I blogged recently about what it was like to be told I had cancer, and the upshot was that the most important thing (to me anyway) was to see that the dr cared and that hopefully I wasn't just another face in the crowd.

Heartbreaking as many of these situations are, I think it does help patients and families just to know that someone cares. They'll remember that forever. So even though you can't fix their heartbreak, maybe you can make some of their pain a little less sharp and not have to feel so powerless.

Sorry this was so long...

1:21 PM  
Blogger Terry at Counting Sheep said...

So well written, and so true. We take a lot for granted, and there but for the grace of God (or whatever or whoever you believe in) go I.

Thank you.

6:33 PM  
Blogger Aisling said...

Hi POM,
Thanks for your comment.
I think all physicians care (at least I hope they do! It would be soul-numbing to not care.) - and that we laugh and cry with you, whether or not you know it.

Medical training has a way of making one forget that you, as a human being, are enough to help/touch another human being. That, at the end of the day, regardless of the relationship between two people, each one is only human - and magnificently so - and that we, just as we are, are enough to heal each other.

Re-learning this has been a beautiful thing.

Welcome Terry!
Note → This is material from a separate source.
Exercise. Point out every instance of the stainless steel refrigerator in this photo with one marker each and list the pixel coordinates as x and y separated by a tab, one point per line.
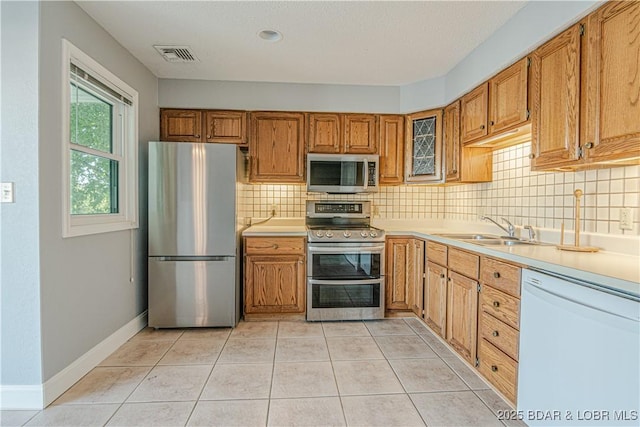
194	234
Absolutely agree - there, but for the grace of (insert higher being of choice) go I. Would that we never forget this.

10:47 PM  
Blogger Tess Termulo said...

This is a moving post.

So far in my practice of medicine, I think the most difficult part is dealing with death and dying. When do we decide that we should all give up and just accept the inevitable and when do we put all aggressive measures, hoping that it will give the patient another chance? It is also difficult to deal with relatives of the dying patient because in one way or another, we know how they are feeling.

It has always been helpful to me to be constantly reminded that compassion in healing is a must, to not treat patients as mere cases, but to see them as human beings who feels things the way I do. Although medical training, somehow, hardens you to the more sad things that happen in life, it's important to remember that this should come hand in hand with being more sensitive to the other person's needs.

---Prudence, http://tesstermulo.com

5:49 PM  
Blogger Mark said...

Thanks for your thoughts (I stumbled across your blog looking for images) and thought this post was indeed insightful. Uneventful days are truly a beautiful thing and I thank you for the reminder. Take care.

10:55 AM  
Blogger Aisling said...

Hi prudence - thanks for visiting. Dealing with death and dying is always hard. Absolutely agree that although constant exposure to morbidity and mortality can "harden" us, I think it should harden certain parts (like fear of patients with disease) but not others (compassion for patients and their loved ones. Hope you are doing well in your training!

Hi Mark,
Thanks for your comment. I'm constantly forgetting things like this - part of why I write about these things - I don't want to forget the feelings!